# Vom Pegasus



## jesetta_1980 (Jun 12, 2011)

Can anyone tell me anything about Vom Pegasus in West Virginia? After it being suggested that the best way to learn about the different lines, is to go around the dogs. I have been searching to see what is close and they are all but around the corner. Just wondering if anyone could give me input? I'd also be open to any place else you may think is close and worth while. Thanks for your time!


----------



## LaRen616 (Mar 4, 2010)

Is this the website?

German Shepherd, Dog Training, Grooming, Boarding, Breeding and Sales - Contact Us


----------



## jesetta_1980 (Jun 12, 2011)

Yes, that is it.


----------



## GSDGunner (Feb 22, 2011)

I was looking at Kimber, the male stud dog. OFA Hips and Elbow but no other info so I looked him up on the OFA website.
His name is actually "vom" not "von" as stated on the website.

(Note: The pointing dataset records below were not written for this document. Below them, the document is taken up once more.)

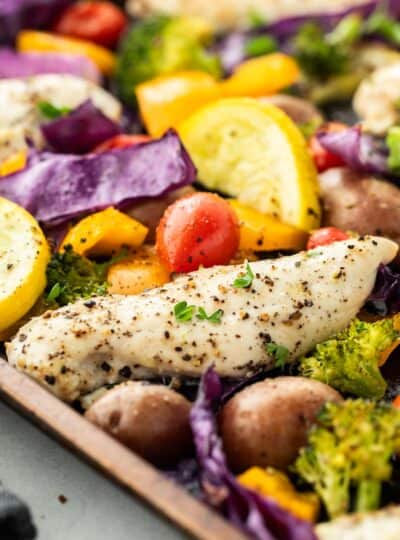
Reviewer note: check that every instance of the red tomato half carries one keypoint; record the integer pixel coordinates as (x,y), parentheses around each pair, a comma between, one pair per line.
(121,141)
(100,22)
(323,159)
(200,229)
(326,236)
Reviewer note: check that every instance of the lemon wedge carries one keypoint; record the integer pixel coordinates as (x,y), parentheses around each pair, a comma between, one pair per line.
(24,254)
(254,152)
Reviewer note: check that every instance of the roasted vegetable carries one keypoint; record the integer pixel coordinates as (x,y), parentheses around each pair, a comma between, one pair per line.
(105,233)
(71,276)
(161,45)
(350,448)
(349,361)
(276,485)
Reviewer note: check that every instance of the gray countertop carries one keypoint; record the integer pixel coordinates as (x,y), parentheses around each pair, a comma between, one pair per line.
(39,470)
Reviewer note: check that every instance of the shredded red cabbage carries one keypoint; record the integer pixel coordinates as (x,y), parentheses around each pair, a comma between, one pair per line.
(255,515)
(385,298)
(56,188)
(232,48)
(360,151)
(80,131)
(18,14)
(14,64)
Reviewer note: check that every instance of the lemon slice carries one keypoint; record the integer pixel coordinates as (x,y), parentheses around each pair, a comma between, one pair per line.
(24,254)
(253,151)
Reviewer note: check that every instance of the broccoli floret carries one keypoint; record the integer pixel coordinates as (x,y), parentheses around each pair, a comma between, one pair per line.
(71,276)
(161,45)
(322,55)
(349,361)
(349,451)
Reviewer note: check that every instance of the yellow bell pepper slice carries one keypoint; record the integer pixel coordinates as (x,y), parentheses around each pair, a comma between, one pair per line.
(277,486)
(14,163)
(137,273)
(105,233)
(260,232)
(33,41)
(166,101)
(25,254)
(262,76)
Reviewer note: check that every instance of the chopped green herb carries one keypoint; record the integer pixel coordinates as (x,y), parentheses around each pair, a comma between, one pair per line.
(348,31)
(317,57)
(214,317)
(244,281)
(55,292)
(71,276)
(259,45)
(183,312)
(279,353)
(51,112)
(393,143)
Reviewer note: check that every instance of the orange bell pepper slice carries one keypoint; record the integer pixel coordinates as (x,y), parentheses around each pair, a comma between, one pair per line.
(262,76)
(277,486)
(260,232)
(166,101)
(33,41)
(137,273)
(105,233)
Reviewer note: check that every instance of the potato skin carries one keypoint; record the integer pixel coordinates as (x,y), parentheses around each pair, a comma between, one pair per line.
(299,110)
(266,423)
(152,420)
(360,203)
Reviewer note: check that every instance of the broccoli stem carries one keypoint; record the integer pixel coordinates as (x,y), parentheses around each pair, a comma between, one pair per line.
(368,495)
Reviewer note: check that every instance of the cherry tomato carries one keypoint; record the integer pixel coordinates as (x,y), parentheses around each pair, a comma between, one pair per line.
(200,229)
(326,236)
(100,22)
(396,402)
(121,141)
(323,159)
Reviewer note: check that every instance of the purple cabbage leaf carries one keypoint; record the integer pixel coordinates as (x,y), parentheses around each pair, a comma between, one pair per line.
(257,516)
(232,48)
(14,64)
(18,14)
(359,151)
(56,188)
(385,297)
(80,131)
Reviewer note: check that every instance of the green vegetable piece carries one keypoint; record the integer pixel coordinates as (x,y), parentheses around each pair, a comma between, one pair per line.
(214,318)
(256,20)
(244,281)
(279,353)
(183,312)
(259,45)
(349,361)
(161,45)
(316,55)
(382,24)
(51,112)
(71,277)
(349,451)
(348,31)
(393,143)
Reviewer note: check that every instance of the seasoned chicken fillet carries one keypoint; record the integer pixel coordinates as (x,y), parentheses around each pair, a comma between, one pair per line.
(294,301)
(19,98)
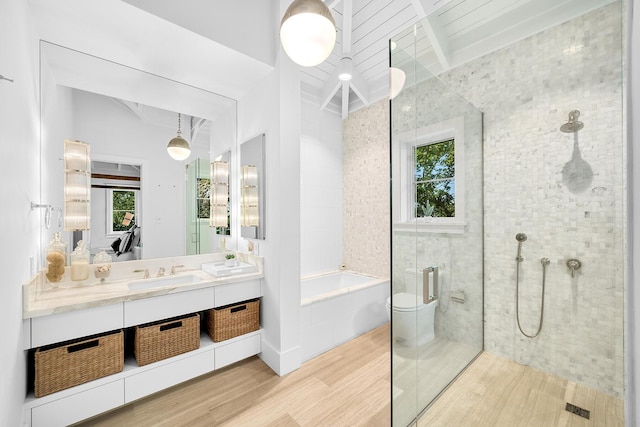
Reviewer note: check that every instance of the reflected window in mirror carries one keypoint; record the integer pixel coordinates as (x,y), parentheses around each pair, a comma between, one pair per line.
(122,209)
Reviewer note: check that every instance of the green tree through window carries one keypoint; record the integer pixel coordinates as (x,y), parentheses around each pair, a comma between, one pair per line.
(434,180)
(123,202)
(203,198)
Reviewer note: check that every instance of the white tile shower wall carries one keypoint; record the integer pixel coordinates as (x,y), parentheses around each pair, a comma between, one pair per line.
(366,190)
(458,256)
(527,181)
(320,190)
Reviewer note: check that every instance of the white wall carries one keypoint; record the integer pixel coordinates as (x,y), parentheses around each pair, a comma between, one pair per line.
(20,184)
(273,108)
(321,184)
(239,25)
(632,306)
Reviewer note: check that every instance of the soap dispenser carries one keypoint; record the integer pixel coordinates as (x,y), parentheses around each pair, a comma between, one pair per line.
(80,262)
(102,263)
(56,255)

Orthopedic Foundation for Animals

Hips are "fair". Could this be why they didn't state the results in their description of Kimber?
Can't find any OFA info on Kimber's dam either.

Just thought I'd put that out there. I'm sure the experts here will have more insight for you.


----------



## Liesje (Mar 4, 2007)

Fair is still passing, breedable. Kimber's sire is a2 "fast normal" ZW 94, dam is a1 "normal" ZW 82.


----------



## wolfstraum (May 2, 2003)

Hardy is a well known schutzhund competitor....Dachs Listor Tor was owned by Joyce Burdette in MD, and has been dead for a long time....but was a very very accomplished dog....just through a quick glance...

Lee


----------



## jesetta_1980 (Jun 12, 2011)

SO,this would be a safe start?


----------



## Liesje (Mar 4, 2007)

Personally I don't see any reason to automatically rule it out. I'd want to go see the dogs and talk to the breeder about their temperaments.


----------